2014年1月26日日曜日

命がけのリアル脱出ゲーム - トイレに閉じ込められたはなし -

■トイレのドアノブが壊れる

2014年1月25日 22時頃。友人たちと楽しんだベルギービールの余韻に浸りつつ、帰宅。
突然の雨に体を濡らし、熱いシャワーでも浴びたいところだったが、ビールの摂取に起因する尿意を解決するため、とりあえず部屋着に着替えてトイレに入る。

用を足し、水を流し、外に出ようとドアノブに手をかけて右に回すが、手応えがない。
訝しみつつそのままドアを開けようとするが、当然ドアノブに手応えがない以上、ノッチが引っかかったままで開くはずがない。

ん? 何かがおかしい……。

酔っていてドアの開け方を忘れたのかな? 右回しかと思ったけど左回しだったかもしれん。

もう一度、次はドアノブを左に回す。…が、手応えなし。

うっかり鍵をかけてしまったのかもと思い、鍵のつまみを回すも、やはり空回りするばかりで手応えがまるでない。なにをどうやってもドアのノッチが開いてくれない。

これは…まさか…閉じ込められたのか…。

長い闘いのはじまりである。

■自力脱出を試みる

我が家は妻と2人暮らしである。土曜日の夜、普通なら妻がいる。さして広い家でもなし、大声で彼女を呼べば通常ならかけつけてくれるはずである。

が…しかし…。

妻はIT業界の闇、デスマーチに巻き込まれ、休日出勤の只中にあった。22時にもなるというのに帰ってきていない。デスマ滅んでしまえ。ブラック企業ごと滅べ。この世から。跡形もなく。
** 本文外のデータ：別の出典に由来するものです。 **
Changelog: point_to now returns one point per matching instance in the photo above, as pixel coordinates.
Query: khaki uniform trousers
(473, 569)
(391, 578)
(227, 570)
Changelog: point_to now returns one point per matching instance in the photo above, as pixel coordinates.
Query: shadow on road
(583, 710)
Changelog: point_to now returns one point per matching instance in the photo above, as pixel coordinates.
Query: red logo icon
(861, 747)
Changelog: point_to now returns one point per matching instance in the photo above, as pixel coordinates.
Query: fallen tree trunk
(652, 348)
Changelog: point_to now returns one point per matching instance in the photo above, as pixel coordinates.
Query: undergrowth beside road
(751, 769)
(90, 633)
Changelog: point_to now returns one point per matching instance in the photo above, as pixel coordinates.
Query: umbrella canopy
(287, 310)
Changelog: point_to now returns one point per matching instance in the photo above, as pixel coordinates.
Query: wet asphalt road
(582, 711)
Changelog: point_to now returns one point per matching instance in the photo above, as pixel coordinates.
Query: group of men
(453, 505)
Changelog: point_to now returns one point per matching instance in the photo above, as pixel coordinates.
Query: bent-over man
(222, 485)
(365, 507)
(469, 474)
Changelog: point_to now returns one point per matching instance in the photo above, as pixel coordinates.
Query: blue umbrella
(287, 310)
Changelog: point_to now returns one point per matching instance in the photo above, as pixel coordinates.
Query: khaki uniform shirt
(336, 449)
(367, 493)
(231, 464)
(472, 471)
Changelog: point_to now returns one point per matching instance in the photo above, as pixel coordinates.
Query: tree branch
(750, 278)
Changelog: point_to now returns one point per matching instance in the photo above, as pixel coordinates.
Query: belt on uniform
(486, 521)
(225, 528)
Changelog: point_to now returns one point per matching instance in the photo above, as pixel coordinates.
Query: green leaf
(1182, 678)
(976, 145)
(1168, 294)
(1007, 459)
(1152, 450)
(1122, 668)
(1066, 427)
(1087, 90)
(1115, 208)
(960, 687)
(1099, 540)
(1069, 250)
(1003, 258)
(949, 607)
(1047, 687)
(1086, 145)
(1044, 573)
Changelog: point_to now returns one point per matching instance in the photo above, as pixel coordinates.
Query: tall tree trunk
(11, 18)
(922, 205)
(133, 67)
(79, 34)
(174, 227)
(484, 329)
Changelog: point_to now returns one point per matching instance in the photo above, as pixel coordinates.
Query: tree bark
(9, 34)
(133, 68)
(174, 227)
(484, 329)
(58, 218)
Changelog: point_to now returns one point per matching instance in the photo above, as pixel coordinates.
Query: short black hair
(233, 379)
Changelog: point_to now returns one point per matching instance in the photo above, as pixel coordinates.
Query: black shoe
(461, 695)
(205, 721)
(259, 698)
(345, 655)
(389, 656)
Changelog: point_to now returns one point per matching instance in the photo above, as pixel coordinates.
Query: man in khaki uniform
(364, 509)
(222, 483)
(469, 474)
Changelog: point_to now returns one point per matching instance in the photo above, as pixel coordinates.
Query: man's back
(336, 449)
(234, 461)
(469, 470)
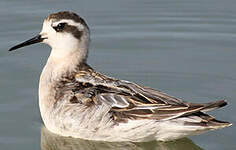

雨に濡れて体も冷えている。いつ帰ってくるともしれないデスマーチ中のITエンジニアの帰宅など待っていられない。まずは自力脱出を試みる。

脱出の鍵はやはりドアノブである。ドアノブが故障しているのはもはや明白であるが、これをなんとかしないことにはドアは開けられない。現状確認だ。

どう回しても空回るこのドアノブは、調べてみると左にいっぱい回した状態から、右にいっぱい回した状態まで300度ほど回転する。1回転より若干少ない。
そして、ドアノブの中心に鍵をかけるためのつまみがついている。これも空回りするが左右に回転する。

これらの組み合わせで、なにか運良く一瞬でもノッチとドアノブが連動しないだろうかと試してみる。

左にいっぱい回した状態で、鍵のつまみを左右に動かす。次に右にいっぱい回した状態で、鍵のつまみを左右に。これをドアノブを少しずつ動かしながら根気よく組み合わせを試していく。直交表が手元にほしいところであるが贅沢はいえない。頭にExcel方眼紙を思い浮かべながら全てのパターンを網羅する。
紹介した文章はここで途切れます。